Kate Walbert's first novel, "The Gardens of Kyoto" (2001), garnered a lot of positive attention. Her newest effort, "Our Kind," one of many books about a group of women ("The Joy Luck Club," "How to Make an American Quilt," "Angry Housewives Eating BonBons," "The Dirty Girls Social Club," "Divine Secrets of the YaYa Sisterhood," etc.), presents the reader with two problems: How do you break through her often mannered prose in order to access the content? And (the all-too-familiar response to a novel) do we care about these characters?

For beginners, we are entangled inside the inner musings of eight women who, after coming of age in the 1950s, "were led down the primrose lane, then abandoned near the carp pond." Now divorced and long free from diapers and carpools, their days are spent protesting the slaughter of the country club's fairway geese, staging an intervention for the town "deity," (an aging Realtor hunk named "Him," as in, "Still, we love Him"), and making middle-of-the-night phone calls to former lovers. They seem to have learned almost nothing about the emotional lives of women (and I suppose that's the point), to have few if any insights about why so many of their children ran adrift of happiness, or to have replaced their former lives with anything appreciably better, unless you count endless smoking, drinking, gossiping, shopping and slogging through amorphous fogs of sorrow.
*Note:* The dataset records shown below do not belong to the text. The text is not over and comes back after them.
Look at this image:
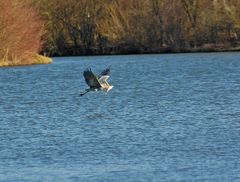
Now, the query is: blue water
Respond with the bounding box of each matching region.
[0,53,240,182]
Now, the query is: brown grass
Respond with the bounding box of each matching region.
[0,0,49,66]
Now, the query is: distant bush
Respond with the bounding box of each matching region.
[0,0,44,66]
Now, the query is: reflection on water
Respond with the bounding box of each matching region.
[0,53,240,182]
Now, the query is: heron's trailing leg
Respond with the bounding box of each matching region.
[80,89,90,96]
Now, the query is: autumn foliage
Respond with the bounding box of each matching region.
[35,0,240,55]
[0,0,49,66]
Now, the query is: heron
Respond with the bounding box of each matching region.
[80,67,113,96]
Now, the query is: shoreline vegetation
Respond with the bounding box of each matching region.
[0,0,240,66]
[0,54,52,67]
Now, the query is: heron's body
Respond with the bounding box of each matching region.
[81,68,113,96]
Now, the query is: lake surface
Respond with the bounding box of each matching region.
[0,53,240,182]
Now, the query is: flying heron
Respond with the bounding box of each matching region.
[80,67,113,96]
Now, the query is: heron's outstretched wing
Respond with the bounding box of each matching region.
[83,69,101,88]
[98,67,110,78]
[98,75,109,84]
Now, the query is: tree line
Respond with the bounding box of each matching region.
[0,0,240,66]
[35,0,240,55]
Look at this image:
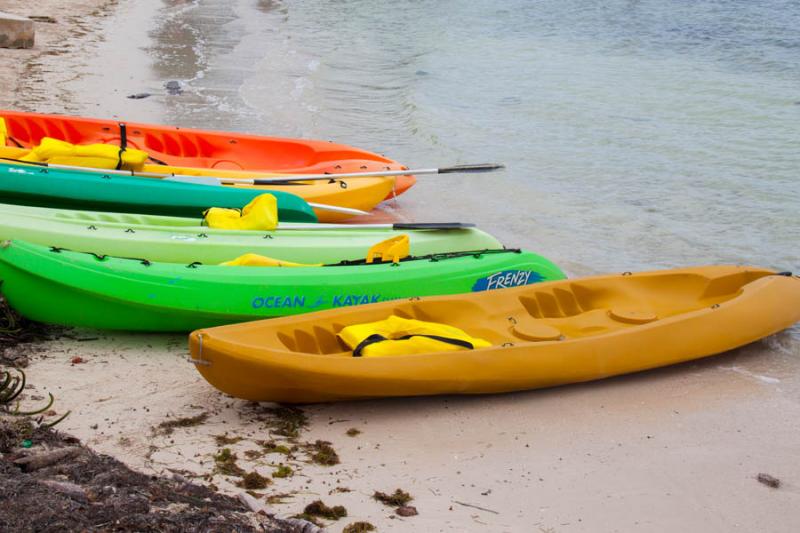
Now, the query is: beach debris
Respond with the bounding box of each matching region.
[214,448,245,477]
[342,522,375,533]
[164,80,183,95]
[214,433,243,446]
[28,15,58,24]
[267,492,294,503]
[272,465,294,478]
[256,440,292,455]
[0,290,67,368]
[14,446,83,472]
[303,500,347,520]
[237,492,267,513]
[453,500,500,514]
[236,470,272,490]
[0,416,298,533]
[264,407,308,439]
[284,515,326,533]
[154,412,209,435]
[756,472,781,489]
[0,11,36,48]
[394,505,419,516]
[306,440,339,466]
[0,368,65,427]
[372,489,414,507]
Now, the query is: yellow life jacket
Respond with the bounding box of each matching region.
[367,233,411,263]
[204,194,278,231]
[339,315,491,357]
[19,137,148,170]
[220,254,322,267]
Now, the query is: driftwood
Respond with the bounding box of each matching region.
[14,446,83,472]
[238,492,326,533]
[42,479,89,503]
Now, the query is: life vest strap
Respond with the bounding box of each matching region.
[353,333,475,357]
[116,122,128,170]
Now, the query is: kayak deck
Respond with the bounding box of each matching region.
[190,267,800,402]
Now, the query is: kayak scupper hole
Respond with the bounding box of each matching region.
[313,326,342,354]
[278,331,297,352]
[294,329,319,353]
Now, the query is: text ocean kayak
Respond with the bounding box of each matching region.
[190,266,800,402]
[0,204,502,264]
[0,241,564,331]
[0,110,416,196]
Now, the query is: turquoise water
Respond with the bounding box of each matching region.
[28,0,800,336]
[136,0,800,274]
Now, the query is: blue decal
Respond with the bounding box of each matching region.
[472,270,544,292]
[251,296,306,309]
[250,294,386,309]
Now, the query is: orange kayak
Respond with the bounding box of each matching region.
[0,110,416,198]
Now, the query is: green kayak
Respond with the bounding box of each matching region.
[0,163,317,222]
[0,204,502,264]
[0,241,564,331]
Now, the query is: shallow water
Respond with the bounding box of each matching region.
[28,0,800,336]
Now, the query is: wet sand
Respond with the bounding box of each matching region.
[0,0,800,532]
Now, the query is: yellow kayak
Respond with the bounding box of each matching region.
[190,266,800,403]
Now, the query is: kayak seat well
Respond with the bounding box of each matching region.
[5,117,82,147]
[144,132,215,158]
[278,324,350,355]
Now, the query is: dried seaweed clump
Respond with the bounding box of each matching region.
[214,448,245,477]
[372,489,414,507]
[308,440,339,466]
[155,413,208,435]
[303,500,347,520]
[342,522,375,533]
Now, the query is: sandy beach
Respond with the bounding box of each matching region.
[0,0,800,533]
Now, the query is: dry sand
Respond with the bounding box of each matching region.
[0,0,800,532]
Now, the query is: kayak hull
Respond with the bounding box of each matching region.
[0,204,502,264]
[0,163,317,222]
[0,241,564,331]
[0,110,416,196]
[190,266,800,403]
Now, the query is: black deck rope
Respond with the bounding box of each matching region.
[353,333,475,357]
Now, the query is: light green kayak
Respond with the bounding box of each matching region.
[0,204,502,264]
[0,241,564,330]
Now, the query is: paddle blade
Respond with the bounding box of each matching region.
[439,163,506,174]
[392,222,475,230]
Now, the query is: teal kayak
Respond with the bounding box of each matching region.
[0,241,564,331]
[0,163,317,222]
[0,204,502,264]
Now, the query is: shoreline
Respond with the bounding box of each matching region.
[0,0,800,532]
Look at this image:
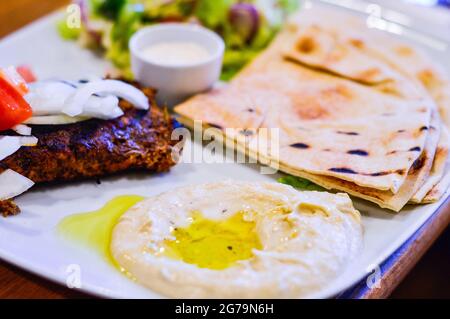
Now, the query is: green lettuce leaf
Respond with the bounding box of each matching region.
[278,175,326,192]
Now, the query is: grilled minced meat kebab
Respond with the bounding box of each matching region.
[0,85,177,216]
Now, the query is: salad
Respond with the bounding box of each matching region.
[59,0,299,81]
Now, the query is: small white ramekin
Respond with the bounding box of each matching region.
[129,23,225,106]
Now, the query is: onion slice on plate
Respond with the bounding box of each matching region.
[63,80,150,116]
[12,124,31,136]
[0,136,38,161]
[25,115,91,125]
[0,169,34,201]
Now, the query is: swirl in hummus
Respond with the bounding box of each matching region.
[111,181,363,298]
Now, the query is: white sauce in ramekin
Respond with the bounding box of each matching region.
[142,41,211,66]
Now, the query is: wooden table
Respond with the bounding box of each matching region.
[0,0,450,298]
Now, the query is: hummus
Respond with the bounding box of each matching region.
[111,181,362,298]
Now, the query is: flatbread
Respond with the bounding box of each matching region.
[422,163,450,204]
[410,126,449,204]
[175,33,434,193]
[175,7,448,211]
[287,7,450,126]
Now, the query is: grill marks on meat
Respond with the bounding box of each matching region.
[0,89,177,215]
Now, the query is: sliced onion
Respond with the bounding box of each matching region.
[63,80,150,116]
[0,136,38,161]
[0,169,34,201]
[25,115,91,125]
[83,95,124,120]
[12,124,31,136]
[25,81,76,116]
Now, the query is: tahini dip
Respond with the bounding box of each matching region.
[142,41,211,66]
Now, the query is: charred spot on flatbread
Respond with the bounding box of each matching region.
[239,129,255,137]
[336,131,359,136]
[289,143,310,150]
[208,123,223,131]
[329,167,358,175]
[411,153,427,174]
[347,150,369,156]
[296,36,317,54]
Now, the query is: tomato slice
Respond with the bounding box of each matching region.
[0,77,33,131]
[16,65,37,83]
[0,66,28,95]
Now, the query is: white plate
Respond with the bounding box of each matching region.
[0,3,448,298]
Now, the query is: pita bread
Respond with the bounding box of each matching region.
[288,7,450,126]
[422,163,450,204]
[175,7,448,211]
[175,29,434,193]
[410,127,449,204]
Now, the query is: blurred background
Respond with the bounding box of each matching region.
[0,0,450,298]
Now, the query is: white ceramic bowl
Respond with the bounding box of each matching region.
[129,23,225,106]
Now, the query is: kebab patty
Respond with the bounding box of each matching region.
[0,89,177,216]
No doubt Walbert wants us to experience the cultural limbo in which these women now wander (and wandered earlier), and her language reflects that on almost every page: "We moved blindly through the dark of that, feeling just feet ahead of us; we were sopped in formula, desperate in our good intention."

Unfortunately for Walbert, this group will appear to most readers like cheese haters in Wisconsin, a kind of peculiar anthropological subset, including, as it does, artistic Esther, wheelchair-bound Bambi, alcoholic Canoe, ditzy Judy, frigid Gay, and the newly lesbian Suzie, among others. (The 60-plus-year-old women of my not-limited acquaintance -- all involved in their book clubs, second careers, exercise programs, multiple hobbies and traveling -- seem far more representative, but, hey, I've spent very little time at country clubs.)

No doubt that Walbert, as her publisher suggests, is attempting to "paint a portrait not of one individual character, but of a . . . class, a generation." And no reviewer should fault her for her vision of the group she has selected, no matter how much one might wish for evolution, for the belief that age promotes some modicum of wisdom.

Whatever the vision, Walbert's language is lilting and lyrical: "Nor are we anything other than who our daughters will become . . . But . . . there's nothing to be done, we could tell them; because death comes to all the living; because they think us heartless and we are, somewhat, our hearts worn down by the slow drumming of our blood."

Let us hope, in the newness of the 21st century, that when mature women of the next few decades look back to their earlier lives, they see something finer and richer than "yellowing pearls on a taut string: valued once but now too fussy." Fully faceted and sparkling diamonds would suit me just fine.